The Tiger Mother Amy Chua relentlessly harnessed her daughters to the piano and the violin and willed them into top-rank concert halls, but she may have been a little soft with them. There is no record of her squeezing them into bodices and trying to turn them blonde.

The father of the young pianist Lang Lang is thought by some to have overreacted when he told his son to commit suicide after a sub- standard childhood performance. But he never handed him to Simon Cowell for an Il Divo makeover.

The Classic Brit Awards (classic being so much more consumer friendly than classical) last Thursday was an eye-rubbing affair. There was Alison Balsom, generally now known as the "Trumpet Crumpet", Eric Whitacre, the virtuoso of choral music, hair teased in the style of David Beckham, and classic(al) music's greatest babe, Katherine Jenkins.

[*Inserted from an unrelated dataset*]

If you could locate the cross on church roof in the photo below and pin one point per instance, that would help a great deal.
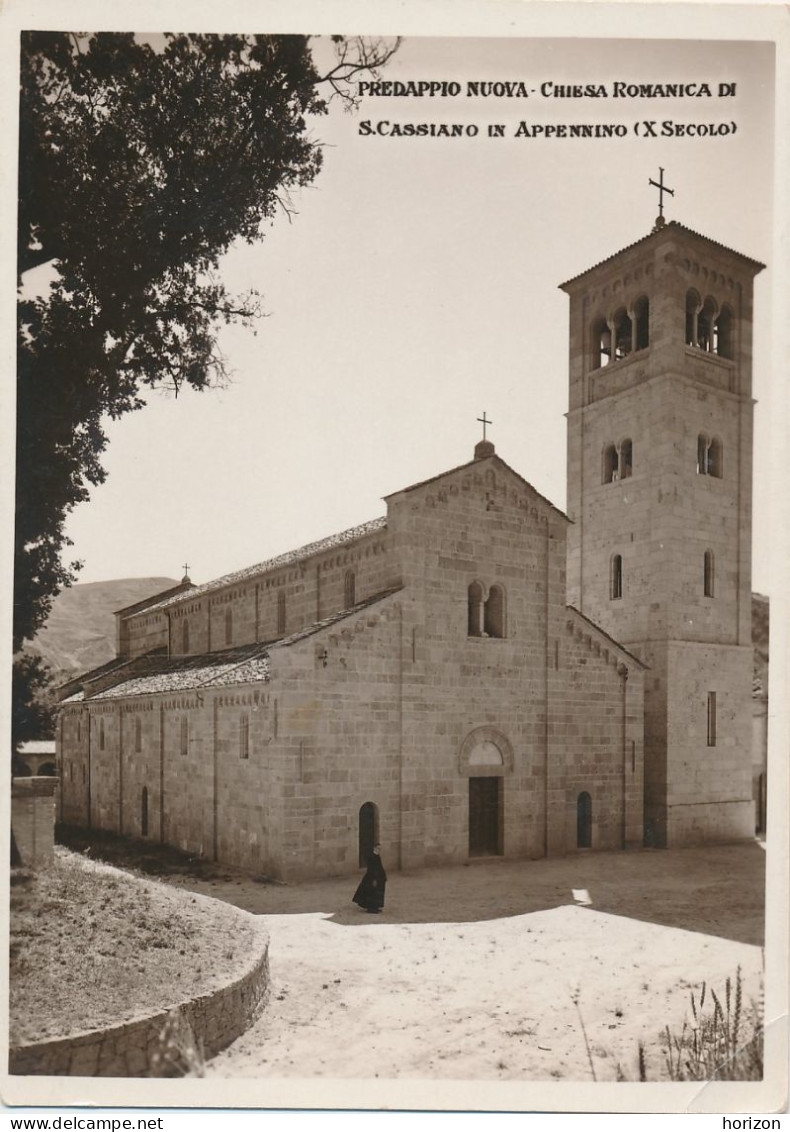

The determination of the record companies to make classical music appealing to a mass audience is impressive and exhausting. Last week, Anne-Sophie Mutter was whisked on to the floor to perform just enough of Vivaldi's Four Seasons to allow Katherine Jenkins a glamorous dress change. As for Il Divo I just don't know what to make of them: are they meant to be tenors or gigolos?

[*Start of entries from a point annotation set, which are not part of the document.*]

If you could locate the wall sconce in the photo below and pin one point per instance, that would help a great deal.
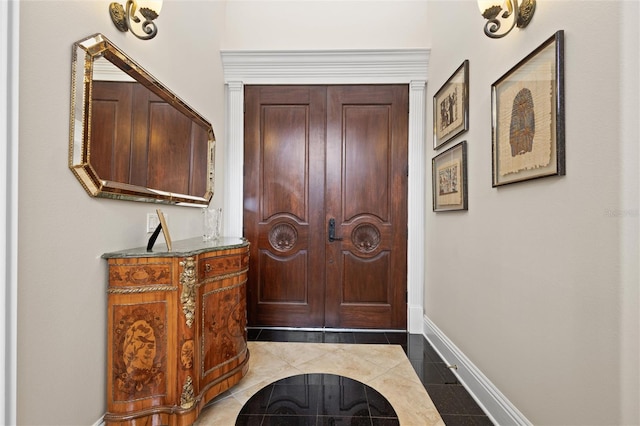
(124, 17)
(520, 14)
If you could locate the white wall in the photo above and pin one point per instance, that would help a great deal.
(322, 24)
(62, 231)
(538, 282)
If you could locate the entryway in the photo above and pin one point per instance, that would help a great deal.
(353, 66)
(325, 205)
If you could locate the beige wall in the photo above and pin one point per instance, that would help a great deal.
(538, 282)
(553, 322)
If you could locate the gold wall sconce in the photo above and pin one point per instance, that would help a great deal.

I sat next to a Royal College of Music student with film-star looks. She faintly remembered the days of large female opera stars and remarked on the style of voice and the appearance now required of those looking to achieve crossover to a wider audience. I asked if Maria Callas would stand a chance today as a singer. She replied that she was doubtful.

The merging of art and marketing is fascinating and bewildering to behold. The New York Times music critic Anthony Tommasini is eloquent about the danger of hype. He writes of Lang Lang: "People come to his concerts now expecting a catharsis, an epiphany rather than a musical performance." This echoes Anish Kapoor's introduction to his new work Leviathan, on show at the Grand Palais, Paris. The strikingly rich and successful artist said that he hoped audiences would regard the viewing of Leviathan as a religious experience.

The market for high art can only rise in the new world order. The Americans and the British brought the world popular music. In China, 100 million children are said to study the piano and violin. Classical musicians have the status of sports stars. Lang Lang is an only child and he represents the Chinese dream.

No one should object to a greater reverence for artists and musicians. But demand may distort the art itself. It was harder to get into Frankenstein at the National Theatre than Lady Ga Ga's private performance at Annabel's. The arts are very very hot. Rumours that the era of blockbuster art exhibitions is ending turn out to be exaggerated. Those of us who saw the Gauguin exhibition at Tate Modern are not going to be put off by the queues for Leonardo da Vinci at the National Gallery later this year.

It would be perverse to wish anonymity and penury on artists and performers. It was tough on Van Gogh, Schubert and Keats that they did not reap the rewards of genius. But Woody Allen may have been on to something when he played down the significance of his films, saying they would not stand the test of time. Here was a man looking for a bushel to hide his light. Everywhere else, the cultural foliage fights to outdazzle the sun.